# Numerical stability and ODEs

### General solution

Let’s assume we are trying to solve the following differential equation:

$\displaystyle U\frac{dC}{dx} = D\frac{d^2 C}{dx^2} - K \cdot C$.

As it’s a simple, linear ODE, it can be solved by using as ansatz

$\displaystyle C(x) = e^{\lambda\,x}$.

If we replace $C(x)$ by it, we get

$\displaystyle U\,\lambda\,e^{\lambda\,x} = D\,\lambda^2\,e^{\lambda\,x} - K\,e^{\lambda x}$.
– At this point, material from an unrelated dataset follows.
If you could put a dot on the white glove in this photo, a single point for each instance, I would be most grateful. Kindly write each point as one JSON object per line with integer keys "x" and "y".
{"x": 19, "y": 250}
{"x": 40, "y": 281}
As $e^{\lambda\,x}$ is nonzero, lambda must be a root of the characteristic polynomial,

$D\,\lambda^2 - U\,\lambda - K = 0$.

$\displaystyle \lambda = \frac{U \pm \sqrt{U^2 + 4\,D\,K}}{2D}$.

If we call the two values of $\lambda_1$ and $\lambda_2$, assuming they are different, the general solution will be a linear combination:

$\displaystyle C(x) = A_1\,e^{\lambda_1\,x} + A_2\,e^{\lambda_2\,x}$.

### Specific example

If we take the following specific values for the parameters,

$\displaystyle U = 36\,{\rm km \cdot h^{-1}}$

$\displaystyle D = 0.14$ (assuming appropriate units)

$\displaystyle K = 10$ (assuming appropriate units),

we get the following values for $\lambda$:

$\displaystyle \lambda = \frac{36 \pm \sqrt{36^2 + 4 \cdot 0.14 \cdot 10 }}{2 \cdot 0.14}$

$\displaystyle = \frac{36 \pm \sqrt{1300}}{0.28}$.

$\displaystyle \lambda_1 = 257.34$

$\displaystyle \lambda_2 = -0.19825$

Now we have to use the given boundary conditions:

$\displaystyle C(0) = 1000000$

$\displaystyle C'(0) = -1000$

By replacing:

$\displaystyle A_1 + A_2 = 1000000$

$\displaystyle \lambda_1 A_1 + \lambda_2 A_2 = -1000$

Substituting:

$\displaystyle \lambda_1 A_1 + \lambda_2 (1000000 - A_1) = -1000$

$\displaystyle (\lambda_1 - \lambda_2) A_1 + 1000000 \lambda_2 = -1000$

$\displaystyle A_1 = \frac{-1000 - 1000000 \lambda_2}{\lambda_1 - \lambda_2}$

$\displaystyle A_1 = \frac{-1000 - 1000000 (-0.19825)}{257.34 + 0.19825}$

$\displaystyle A_1 = 765.9$

$\displaystyle A_2 = 999234$

Then the full solution will be:

$\displaystyle C(x) = 765.9\,e^{257.34\,x} + 999234\,e^{-0.19825\,x}$.

This solution will quickly diverge for values of $x$ not much smaller than one.

Even if the initial conditions were finely tuned for getting $A_1 = 0$, any small numerical error would give a quickly diverging solution.